The question on nearly everyone’s mind in the industry is how far everyday demand sits above the old baseline. From the two panic buying weeks to Easter, to the second surge of stocking up to Mother’s Day, the past two months have not seen a week that clearly reflects just everyday demand for meat and poultry.
Anne-Marie Roerink, president of San Antonio, Texas-based 210 Analytics, said the week ending May 17 could have come close, however, tight supply and purchase limits along with the reopening of restaurant dine-in facilities in many states altered the demand landscape yet again.
Roerink’s company and IRI are tracking the meat department weekly. Despite the supply pressure, dollar sales grew 26.3 percent the week of May 17 versus year ago and volume grew 13 percent.

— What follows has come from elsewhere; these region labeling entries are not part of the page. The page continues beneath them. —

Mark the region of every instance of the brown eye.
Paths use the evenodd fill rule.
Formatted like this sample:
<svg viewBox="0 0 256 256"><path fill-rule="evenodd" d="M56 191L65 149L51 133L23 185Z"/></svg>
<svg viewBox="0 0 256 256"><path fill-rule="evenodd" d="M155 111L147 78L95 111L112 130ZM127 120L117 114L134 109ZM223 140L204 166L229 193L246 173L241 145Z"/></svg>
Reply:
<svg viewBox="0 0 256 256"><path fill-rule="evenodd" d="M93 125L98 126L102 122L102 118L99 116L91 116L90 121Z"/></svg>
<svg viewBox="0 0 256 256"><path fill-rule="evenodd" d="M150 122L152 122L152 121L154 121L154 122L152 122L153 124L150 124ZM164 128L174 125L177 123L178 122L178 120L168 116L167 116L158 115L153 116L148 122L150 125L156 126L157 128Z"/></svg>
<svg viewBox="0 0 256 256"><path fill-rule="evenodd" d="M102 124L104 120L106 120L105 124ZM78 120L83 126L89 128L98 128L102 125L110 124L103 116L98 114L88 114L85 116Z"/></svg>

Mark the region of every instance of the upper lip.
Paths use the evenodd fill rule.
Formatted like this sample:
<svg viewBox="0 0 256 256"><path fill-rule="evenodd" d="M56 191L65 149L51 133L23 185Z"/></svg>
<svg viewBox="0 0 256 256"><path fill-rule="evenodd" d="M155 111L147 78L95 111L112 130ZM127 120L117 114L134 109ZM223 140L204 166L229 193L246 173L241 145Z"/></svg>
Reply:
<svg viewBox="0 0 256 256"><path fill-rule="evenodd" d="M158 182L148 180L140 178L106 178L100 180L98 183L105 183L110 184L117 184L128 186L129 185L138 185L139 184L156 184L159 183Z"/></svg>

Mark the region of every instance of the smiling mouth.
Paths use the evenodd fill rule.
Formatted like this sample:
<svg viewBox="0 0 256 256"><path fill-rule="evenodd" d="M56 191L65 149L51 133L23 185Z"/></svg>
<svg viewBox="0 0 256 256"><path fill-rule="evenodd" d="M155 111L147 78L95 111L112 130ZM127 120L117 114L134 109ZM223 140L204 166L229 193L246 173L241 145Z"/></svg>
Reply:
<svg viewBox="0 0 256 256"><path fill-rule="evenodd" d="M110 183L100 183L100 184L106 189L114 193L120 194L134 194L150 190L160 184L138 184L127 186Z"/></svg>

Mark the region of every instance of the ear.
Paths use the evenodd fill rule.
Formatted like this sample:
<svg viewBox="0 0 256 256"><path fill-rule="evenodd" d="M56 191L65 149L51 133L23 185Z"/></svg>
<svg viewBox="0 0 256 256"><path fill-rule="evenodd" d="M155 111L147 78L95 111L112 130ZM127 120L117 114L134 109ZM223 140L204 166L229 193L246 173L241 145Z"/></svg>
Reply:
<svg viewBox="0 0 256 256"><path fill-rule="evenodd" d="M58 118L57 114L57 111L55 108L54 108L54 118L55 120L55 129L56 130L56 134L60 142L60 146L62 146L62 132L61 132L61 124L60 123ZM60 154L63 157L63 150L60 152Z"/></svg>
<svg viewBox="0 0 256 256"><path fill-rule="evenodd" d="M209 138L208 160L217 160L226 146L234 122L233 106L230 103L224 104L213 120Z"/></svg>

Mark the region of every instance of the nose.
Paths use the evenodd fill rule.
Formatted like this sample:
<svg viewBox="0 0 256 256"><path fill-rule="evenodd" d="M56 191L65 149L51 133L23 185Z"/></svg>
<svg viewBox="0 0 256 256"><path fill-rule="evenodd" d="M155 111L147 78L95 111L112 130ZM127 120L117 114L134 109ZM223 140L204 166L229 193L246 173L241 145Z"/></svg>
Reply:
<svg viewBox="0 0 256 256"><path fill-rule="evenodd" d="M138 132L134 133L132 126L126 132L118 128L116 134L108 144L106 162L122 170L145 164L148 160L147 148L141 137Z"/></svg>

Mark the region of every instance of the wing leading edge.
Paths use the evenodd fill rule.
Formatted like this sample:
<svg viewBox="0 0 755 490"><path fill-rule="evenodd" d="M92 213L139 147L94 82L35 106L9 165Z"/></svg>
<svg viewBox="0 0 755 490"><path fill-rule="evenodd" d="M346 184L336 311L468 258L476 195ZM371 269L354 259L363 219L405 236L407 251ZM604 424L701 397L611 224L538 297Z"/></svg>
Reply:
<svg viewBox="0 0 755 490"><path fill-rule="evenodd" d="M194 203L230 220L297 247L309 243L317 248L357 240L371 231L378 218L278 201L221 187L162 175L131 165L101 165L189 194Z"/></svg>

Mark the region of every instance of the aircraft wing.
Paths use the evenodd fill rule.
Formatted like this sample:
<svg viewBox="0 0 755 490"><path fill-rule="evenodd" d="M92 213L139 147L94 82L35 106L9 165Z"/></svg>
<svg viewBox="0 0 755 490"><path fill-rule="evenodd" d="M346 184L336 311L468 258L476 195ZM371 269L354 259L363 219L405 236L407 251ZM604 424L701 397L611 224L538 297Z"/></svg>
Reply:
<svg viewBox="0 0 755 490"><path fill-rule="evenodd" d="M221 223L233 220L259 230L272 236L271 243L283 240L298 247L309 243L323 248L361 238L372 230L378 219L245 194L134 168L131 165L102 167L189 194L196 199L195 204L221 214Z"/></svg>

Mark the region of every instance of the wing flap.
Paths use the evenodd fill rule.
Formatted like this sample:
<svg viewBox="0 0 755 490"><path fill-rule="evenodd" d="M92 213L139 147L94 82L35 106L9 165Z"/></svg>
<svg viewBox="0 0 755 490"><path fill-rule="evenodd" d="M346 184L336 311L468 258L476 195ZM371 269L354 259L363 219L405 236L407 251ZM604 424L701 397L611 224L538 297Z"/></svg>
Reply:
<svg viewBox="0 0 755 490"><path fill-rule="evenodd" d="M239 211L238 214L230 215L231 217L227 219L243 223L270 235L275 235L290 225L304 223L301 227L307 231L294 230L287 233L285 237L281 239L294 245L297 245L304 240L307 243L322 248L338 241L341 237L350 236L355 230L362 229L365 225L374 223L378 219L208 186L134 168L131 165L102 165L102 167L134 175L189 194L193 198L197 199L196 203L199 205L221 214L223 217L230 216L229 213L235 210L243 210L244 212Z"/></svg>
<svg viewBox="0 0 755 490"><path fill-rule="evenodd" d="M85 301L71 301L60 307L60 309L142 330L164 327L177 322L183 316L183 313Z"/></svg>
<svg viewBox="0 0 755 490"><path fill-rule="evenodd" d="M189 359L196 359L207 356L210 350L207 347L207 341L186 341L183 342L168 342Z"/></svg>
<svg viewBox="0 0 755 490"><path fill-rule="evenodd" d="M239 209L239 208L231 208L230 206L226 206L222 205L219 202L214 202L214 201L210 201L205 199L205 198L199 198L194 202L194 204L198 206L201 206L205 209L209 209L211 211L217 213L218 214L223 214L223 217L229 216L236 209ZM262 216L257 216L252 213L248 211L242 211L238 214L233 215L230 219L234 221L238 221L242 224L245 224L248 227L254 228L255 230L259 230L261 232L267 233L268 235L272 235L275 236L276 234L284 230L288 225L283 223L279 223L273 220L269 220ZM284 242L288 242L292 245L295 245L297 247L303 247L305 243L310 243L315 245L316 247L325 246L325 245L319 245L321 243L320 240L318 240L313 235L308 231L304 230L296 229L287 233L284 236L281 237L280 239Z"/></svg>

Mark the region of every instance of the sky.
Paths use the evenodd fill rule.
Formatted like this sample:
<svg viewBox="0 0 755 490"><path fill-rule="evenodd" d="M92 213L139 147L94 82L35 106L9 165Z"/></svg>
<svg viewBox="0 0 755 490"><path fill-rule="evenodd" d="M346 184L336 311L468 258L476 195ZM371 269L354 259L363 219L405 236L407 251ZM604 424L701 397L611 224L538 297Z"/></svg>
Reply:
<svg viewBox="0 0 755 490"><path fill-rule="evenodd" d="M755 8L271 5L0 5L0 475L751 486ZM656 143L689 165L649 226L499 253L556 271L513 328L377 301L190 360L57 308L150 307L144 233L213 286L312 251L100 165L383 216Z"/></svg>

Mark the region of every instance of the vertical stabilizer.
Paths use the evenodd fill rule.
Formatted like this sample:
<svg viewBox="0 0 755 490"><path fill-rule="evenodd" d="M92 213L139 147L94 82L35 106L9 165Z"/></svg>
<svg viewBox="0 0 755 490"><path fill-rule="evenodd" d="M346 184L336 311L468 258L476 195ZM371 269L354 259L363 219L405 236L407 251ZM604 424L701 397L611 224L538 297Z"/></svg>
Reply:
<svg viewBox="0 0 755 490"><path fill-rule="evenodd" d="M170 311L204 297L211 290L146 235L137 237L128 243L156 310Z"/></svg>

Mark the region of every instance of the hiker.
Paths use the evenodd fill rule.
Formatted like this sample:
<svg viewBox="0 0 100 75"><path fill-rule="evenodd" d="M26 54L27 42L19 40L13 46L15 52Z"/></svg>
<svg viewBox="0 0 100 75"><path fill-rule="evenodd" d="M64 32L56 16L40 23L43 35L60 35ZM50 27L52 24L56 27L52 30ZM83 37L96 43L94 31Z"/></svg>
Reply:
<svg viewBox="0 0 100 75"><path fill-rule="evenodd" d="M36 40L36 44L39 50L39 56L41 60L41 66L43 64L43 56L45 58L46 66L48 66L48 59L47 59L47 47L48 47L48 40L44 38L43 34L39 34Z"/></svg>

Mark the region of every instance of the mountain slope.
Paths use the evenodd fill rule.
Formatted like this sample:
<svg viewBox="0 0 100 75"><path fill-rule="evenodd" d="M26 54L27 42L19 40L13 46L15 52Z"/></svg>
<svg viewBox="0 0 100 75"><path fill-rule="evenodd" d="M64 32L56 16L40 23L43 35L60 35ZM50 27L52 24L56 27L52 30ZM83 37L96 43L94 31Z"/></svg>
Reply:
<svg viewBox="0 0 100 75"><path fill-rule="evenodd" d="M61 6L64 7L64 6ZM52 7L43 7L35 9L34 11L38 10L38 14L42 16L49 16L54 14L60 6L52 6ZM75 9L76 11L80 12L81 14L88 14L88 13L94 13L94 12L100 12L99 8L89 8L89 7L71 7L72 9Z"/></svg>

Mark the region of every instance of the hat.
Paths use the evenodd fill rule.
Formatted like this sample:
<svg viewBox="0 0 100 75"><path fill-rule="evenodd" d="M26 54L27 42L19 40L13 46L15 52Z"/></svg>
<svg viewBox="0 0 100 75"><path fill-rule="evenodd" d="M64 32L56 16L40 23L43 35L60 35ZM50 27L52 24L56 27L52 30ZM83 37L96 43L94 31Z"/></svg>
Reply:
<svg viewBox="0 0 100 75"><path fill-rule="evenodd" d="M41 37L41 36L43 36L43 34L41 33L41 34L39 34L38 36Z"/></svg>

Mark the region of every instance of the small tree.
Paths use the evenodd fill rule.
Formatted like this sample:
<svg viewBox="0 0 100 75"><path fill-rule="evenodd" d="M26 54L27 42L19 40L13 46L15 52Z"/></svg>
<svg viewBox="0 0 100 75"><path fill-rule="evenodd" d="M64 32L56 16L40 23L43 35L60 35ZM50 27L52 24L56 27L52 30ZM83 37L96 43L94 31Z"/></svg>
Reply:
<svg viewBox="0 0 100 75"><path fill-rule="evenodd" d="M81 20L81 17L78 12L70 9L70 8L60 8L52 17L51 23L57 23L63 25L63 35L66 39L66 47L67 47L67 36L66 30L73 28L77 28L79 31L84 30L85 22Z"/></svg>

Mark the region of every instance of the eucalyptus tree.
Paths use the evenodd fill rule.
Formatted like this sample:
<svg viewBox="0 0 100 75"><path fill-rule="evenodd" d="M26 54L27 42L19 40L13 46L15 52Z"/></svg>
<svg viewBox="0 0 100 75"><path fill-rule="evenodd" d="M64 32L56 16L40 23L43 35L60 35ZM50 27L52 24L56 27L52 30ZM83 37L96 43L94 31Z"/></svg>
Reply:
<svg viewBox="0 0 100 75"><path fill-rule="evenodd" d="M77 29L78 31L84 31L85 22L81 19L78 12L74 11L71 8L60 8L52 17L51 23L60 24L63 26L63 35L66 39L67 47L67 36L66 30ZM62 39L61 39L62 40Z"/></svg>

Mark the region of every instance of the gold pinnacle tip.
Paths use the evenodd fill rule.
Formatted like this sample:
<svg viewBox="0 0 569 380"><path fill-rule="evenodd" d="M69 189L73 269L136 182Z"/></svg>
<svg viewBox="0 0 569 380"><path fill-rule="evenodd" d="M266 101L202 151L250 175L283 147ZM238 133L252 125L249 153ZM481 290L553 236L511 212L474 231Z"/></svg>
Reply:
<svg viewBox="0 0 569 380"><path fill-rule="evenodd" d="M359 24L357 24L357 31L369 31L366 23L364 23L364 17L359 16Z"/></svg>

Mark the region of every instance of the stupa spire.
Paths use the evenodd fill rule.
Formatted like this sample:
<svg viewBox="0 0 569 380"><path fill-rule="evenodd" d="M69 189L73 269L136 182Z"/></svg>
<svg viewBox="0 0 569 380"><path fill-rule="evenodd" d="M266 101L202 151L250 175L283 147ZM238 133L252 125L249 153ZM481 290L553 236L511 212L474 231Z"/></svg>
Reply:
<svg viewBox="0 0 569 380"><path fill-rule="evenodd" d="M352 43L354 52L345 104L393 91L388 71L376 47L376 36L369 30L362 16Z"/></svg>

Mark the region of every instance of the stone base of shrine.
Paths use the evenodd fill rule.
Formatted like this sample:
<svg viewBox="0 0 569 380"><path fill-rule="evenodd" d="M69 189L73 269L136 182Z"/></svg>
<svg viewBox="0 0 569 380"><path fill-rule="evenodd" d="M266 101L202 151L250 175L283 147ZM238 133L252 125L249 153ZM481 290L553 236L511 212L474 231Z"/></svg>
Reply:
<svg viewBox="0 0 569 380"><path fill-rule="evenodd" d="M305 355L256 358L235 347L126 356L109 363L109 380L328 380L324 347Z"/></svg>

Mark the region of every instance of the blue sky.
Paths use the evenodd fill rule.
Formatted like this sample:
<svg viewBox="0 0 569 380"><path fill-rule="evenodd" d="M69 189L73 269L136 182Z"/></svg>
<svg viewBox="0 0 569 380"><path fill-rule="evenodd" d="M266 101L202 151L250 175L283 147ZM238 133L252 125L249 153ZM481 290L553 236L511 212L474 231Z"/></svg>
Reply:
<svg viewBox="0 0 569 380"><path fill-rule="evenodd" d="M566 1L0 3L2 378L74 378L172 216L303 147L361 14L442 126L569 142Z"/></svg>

The volume/dollar gap remained unchanged at 13 percentage points.
Year-to-date through May 17, meat department dollar sales were up 24.8 percent, boasting double-digit growth for 10 weeks running. This reflects an additional $5.5 billion sold versus the same time period in 2019.
Year-to-date volume sales through May 17 were up 18 percent over the same period in 2019, reflecting an additional 7.6 billion pounds of meat and poultry sold versus the same time period in 2019. IRI found that along with sales, meat’s presence in social media was strong. Mentions of meat and related terms were up 66 percent versus pre-pandemic.
About 60 percent of meat’s multi-billion year-over-year gain is due to increased spend per customer. Millennial households were behind the biggest increases in meat spending since the onset of coronavirus, much like they drove growth (not spending) pre-pandemic.
Over 2019, Millennials represented $23 out of every $100 spent on meat/poultry, far behind Boomers ($35) and Gen X ($32), according to IRI National Consumer Panel data for Total U.S. All Outlets. However, Millennial spending pre-pandemic was rapidly gearing up, at 2.4 times the average, while Boomer spending was slowing down.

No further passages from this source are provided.